Futebol - Entrevista
Tema: "O futebol é mais instrumentalizado hoje do que foi durante o Estado Novo"
Artigo publicado in Jornal Público 25 Abril 2013
Autor: Ricardo Serrado
Tema: "O futebol é mais instrumentalizado hoje do que foi durante o Estado Novo"
Artigo publicado in Jornal Público 25 Abril 2013
Autor: Ricardo Serrado
Historiador Ricardo Serrado defende que o futebol não foi um dos “efes” do Estado Novo. E também assegura que não houve um clube do regime
O futebol esteve longe de ser um veículo de propaganda do Estado Novo, que até atrasou o desenvolvimento da modalidade. Eusébio só não saiu de Portugal mais cedo porque tinha de ir à tropa. E não houve um clube do regime, embora o Sporting tenha sido o emblema que teve mais figuras ligadas ao poder. Estas são algumas das ideias defendidas pelo historiador Ricardo Serrado, no livro O Estado Novo e o Futebol, recentemente publicado.
PÚBLICO: No seu livro contesta a ideia de que o Estado Novo se ancorou nos três efes: fado, futebol e Fátima. Porque diz isso?

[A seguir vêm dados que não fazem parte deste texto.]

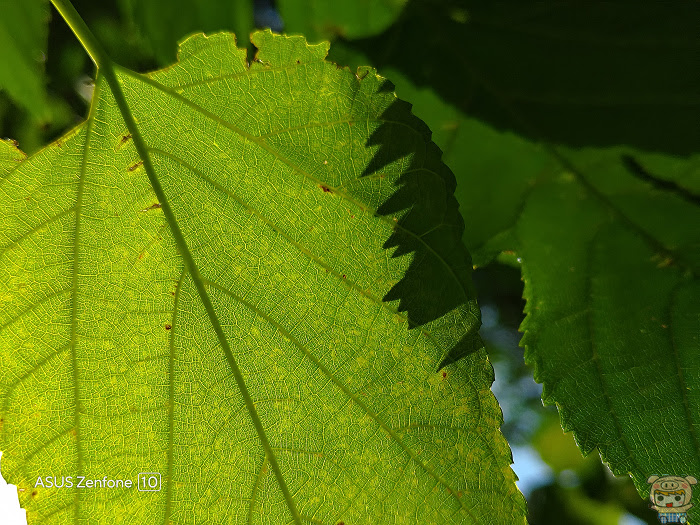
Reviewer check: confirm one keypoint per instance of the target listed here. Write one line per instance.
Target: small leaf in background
(608, 236)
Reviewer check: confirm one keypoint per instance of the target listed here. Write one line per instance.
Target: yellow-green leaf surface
(267, 334)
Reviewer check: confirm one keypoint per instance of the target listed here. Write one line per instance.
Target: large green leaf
(255, 307)
(609, 240)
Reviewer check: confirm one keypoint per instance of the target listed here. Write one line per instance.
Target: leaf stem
(82, 32)
(108, 69)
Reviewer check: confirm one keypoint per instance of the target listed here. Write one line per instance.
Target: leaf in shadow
(571, 73)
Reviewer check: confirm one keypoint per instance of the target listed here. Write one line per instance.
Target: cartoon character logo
(670, 497)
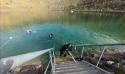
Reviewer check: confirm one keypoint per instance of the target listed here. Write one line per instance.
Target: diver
(64, 49)
(51, 35)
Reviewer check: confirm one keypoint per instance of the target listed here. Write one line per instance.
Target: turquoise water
(76, 28)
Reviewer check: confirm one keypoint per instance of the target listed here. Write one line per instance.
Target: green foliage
(99, 5)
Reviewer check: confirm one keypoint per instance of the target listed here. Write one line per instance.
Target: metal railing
(6, 64)
(97, 45)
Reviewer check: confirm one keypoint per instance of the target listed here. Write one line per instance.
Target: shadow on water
(76, 28)
(5, 65)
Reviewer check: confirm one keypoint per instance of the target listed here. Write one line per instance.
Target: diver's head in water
(69, 44)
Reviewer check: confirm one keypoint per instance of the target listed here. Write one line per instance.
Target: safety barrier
(97, 45)
(6, 64)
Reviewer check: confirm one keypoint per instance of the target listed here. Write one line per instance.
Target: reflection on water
(76, 28)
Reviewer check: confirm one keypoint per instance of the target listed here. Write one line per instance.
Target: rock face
(33, 70)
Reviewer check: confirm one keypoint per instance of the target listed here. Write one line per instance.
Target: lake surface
(76, 28)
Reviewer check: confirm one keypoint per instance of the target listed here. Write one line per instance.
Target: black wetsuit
(64, 51)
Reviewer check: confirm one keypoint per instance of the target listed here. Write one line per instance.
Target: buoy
(10, 37)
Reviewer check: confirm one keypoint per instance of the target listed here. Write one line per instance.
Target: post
(51, 60)
(82, 52)
(101, 56)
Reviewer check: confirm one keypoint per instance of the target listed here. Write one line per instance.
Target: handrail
(12, 62)
(100, 45)
(97, 45)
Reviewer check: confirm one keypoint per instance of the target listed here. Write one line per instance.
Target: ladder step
(74, 69)
(62, 67)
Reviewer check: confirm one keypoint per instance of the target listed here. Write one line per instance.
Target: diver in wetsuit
(64, 49)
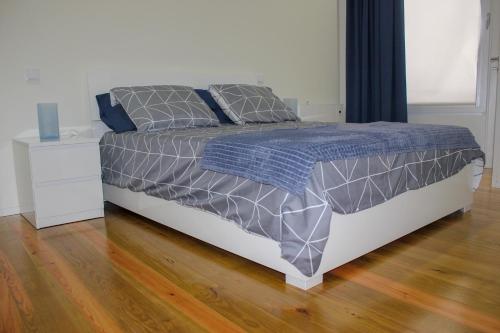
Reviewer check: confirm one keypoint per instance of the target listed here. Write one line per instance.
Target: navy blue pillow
(212, 104)
(114, 116)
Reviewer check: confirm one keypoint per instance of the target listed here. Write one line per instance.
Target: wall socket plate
(32, 75)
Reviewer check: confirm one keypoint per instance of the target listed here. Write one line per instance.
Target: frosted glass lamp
(48, 121)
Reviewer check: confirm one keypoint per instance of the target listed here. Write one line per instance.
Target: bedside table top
(63, 140)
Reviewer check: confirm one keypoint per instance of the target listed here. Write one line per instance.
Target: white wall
(293, 43)
(495, 52)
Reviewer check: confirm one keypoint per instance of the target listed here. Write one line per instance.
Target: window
(442, 47)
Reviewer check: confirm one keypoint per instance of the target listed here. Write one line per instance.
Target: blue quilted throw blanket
(285, 158)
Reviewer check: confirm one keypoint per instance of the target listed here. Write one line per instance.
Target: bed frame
(351, 235)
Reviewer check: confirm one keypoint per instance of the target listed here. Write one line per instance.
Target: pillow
(153, 108)
(245, 103)
(114, 117)
(212, 104)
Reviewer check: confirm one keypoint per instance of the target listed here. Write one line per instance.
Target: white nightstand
(58, 181)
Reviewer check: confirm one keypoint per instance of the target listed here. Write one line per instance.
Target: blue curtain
(375, 61)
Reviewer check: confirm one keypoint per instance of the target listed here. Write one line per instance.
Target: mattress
(166, 164)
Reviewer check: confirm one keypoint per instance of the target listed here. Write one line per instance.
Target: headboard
(101, 81)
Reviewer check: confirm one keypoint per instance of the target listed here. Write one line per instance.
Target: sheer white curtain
(442, 43)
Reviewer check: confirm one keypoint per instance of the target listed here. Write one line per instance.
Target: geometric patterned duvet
(165, 164)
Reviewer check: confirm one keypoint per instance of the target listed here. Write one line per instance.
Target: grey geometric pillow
(153, 108)
(244, 103)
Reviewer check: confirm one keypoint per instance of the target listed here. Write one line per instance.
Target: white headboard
(101, 81)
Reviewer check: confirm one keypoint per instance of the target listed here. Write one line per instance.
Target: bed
(243, 217)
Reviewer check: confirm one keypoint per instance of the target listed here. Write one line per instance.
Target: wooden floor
(126, 274)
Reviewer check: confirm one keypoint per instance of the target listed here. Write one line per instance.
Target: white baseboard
(6, 211)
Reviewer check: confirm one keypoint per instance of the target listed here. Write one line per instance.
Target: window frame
(478, 108)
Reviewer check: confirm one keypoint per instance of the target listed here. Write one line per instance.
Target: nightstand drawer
(65, 162)
(64, 198)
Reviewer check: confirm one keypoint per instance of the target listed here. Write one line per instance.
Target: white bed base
(351, 235)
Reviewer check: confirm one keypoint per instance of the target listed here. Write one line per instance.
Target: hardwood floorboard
(124, 273)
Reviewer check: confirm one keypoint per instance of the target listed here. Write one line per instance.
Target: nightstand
(58, 181)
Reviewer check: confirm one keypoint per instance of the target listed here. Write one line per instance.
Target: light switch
(260, 79)
(32, 75)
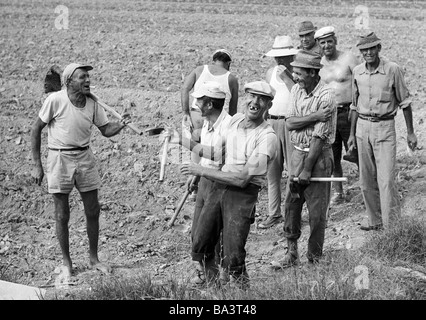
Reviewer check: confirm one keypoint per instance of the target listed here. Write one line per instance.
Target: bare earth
(140, 57)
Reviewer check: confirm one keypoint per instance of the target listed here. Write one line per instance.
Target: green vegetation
(366, 274)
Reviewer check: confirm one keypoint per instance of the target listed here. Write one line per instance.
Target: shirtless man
(337, 74)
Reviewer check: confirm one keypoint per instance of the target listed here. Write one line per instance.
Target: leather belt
(270, 116)
(71, 149)
(375, 119)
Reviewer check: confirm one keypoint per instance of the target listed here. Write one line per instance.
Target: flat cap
(210, 89)
(324, 32)
(260, 87)
(307, 59)
(368, 41)
(306, 27)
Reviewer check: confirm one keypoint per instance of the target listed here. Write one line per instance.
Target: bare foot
(103, 267)
(63, 278)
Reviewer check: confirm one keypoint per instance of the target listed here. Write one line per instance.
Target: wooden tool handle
(179, 208)
(164, 157)
(114, 113)
(324, 179)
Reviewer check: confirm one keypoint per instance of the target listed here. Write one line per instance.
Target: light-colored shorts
(66, 169)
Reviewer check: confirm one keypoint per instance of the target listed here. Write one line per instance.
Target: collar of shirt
(217, 123)
(380, 68)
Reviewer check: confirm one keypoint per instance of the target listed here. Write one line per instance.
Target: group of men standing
(314, 100)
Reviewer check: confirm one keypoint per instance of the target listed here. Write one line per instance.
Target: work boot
(290, 259)
(337, 199)
(269, 222)
(206, 273)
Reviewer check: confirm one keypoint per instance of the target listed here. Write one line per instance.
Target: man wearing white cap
(69, 115)
(379, 89)
(307, 39)
(281, 79)
(337, 73)
(230, 206)
(209, 98)
(217, 71)
(312, 134)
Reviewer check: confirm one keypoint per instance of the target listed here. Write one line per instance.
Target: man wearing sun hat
(281, 79)
(307, 40)
(70, 115)
(337, 74)
(217, 71)
(230, 206)
(379, 89)
(311, 120)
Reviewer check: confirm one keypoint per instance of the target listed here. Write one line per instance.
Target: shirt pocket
(385, 96)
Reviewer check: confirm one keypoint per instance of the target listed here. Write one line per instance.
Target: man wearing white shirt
(279, 78)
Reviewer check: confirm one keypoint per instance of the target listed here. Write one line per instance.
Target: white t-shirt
(241, 144)
(215, 137)
(69, 126)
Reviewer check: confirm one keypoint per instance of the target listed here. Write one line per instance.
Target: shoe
(290, 259)
(351, 156)
(369, 228)
(271, 221)
(337, 199)
(193, 195)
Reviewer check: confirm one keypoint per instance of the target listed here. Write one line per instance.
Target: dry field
(141, 50)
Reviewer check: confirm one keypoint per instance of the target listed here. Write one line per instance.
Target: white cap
(69, 70)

Quando parti para a minha tese, que serve de base a este livro, ia com a ideia comum de que o futebol tinha sido intensamente politizado e instrumentalizado neste período. Desde que me lembro, ouço dizer que Portugal era futebol, fado e Fátima. Para grande surpresa minha, apercebi-me que as coisas não eram de todo assim. O futebol não foi instrumentalizado, da forma como se diz. Nem há provas, documentos ou indícios de que o futebol tenha sido politizado durante o Estado Novo. E apresento neste livro vários argumentos que suportam esta ideia, como o facto de o futebol não ter sido profissionalizado mais cedo. E podia tê-lo sido, porque logo desde a década de 1920 ganhou uma importância social muito grande, mas o Estado Novo, ainda nos princípios da década de 1940, proíbe o seu profissionalismo.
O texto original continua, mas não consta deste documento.